In Hanson’s experience, the most common problem that most entrepreneurs have in learning how to grow business isn’t one of technical ability, but one of mindset. While knowing what is business scaling and acquiring the skills and knowledge needed is quite easy, but the trouble starts when an entrepreneur falls into the mental trap that they have to do everything by themselves and that the solution is to simply work harder.
In the end, this mentality leads to entrepreneurs and founders becoming trapped in their own businesses. Eventually overworking themselves and burning out because the business relies so much on their individual output that they’re unable to even take a single day off.
“A lot of these people I work with, when they start, they’re the ones doing everything and they never get out of that mentality so they cap themselves,” says Hanson. “Now they feel like the only way they can keep growing is working more, no, you need to fire yourself!”

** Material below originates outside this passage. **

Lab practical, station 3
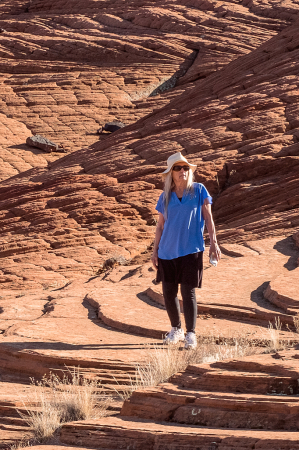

Let’s think about it this way: if you were the captain of a ship, would you be better off directing the ship itself or running around fixing the sails and measuring the whatever-the-thing-with-all-the-ropes-is-called?
As the leader of your business, your job is to lead the business not to handle every single detail by yourself. Not only is it a headache, but it’s downright impossible.
Everyone has a natural limit to how much their brain can process in any given amount of time and no amount of productivity hacks is going to overcome that fact. Multitasking is a myth and multiple research studies have found that the more things you have to deal with, the less likely you are to make good decisions.
Too many entrepreneurs make the mistake over devoting the bulk of their time and energy to the mundane details and not enough on the things that’ll actually help them grow their business.
According to Hanson, the key to any successful growth strategy is building a sustainable set of systems and procedures that allows you to better leverage your time and energy.
Growing a business isn’t so much about adding more to your plate, but subtracting from it as much as possible.
So how do we do that?
Well, as you’ll soon see below, Hanson has a variety of methods and tactics you can apply to help grow business and achieve sustainable continuous growth without having to do everything by yourself.
Break Your Business Down Into Processes
The first step to building any growth strategy is to make sure you first have an understanding of how your business works. This might seem a little counterintuitive because, after all, who else has a better understanding of a business than it’s founder?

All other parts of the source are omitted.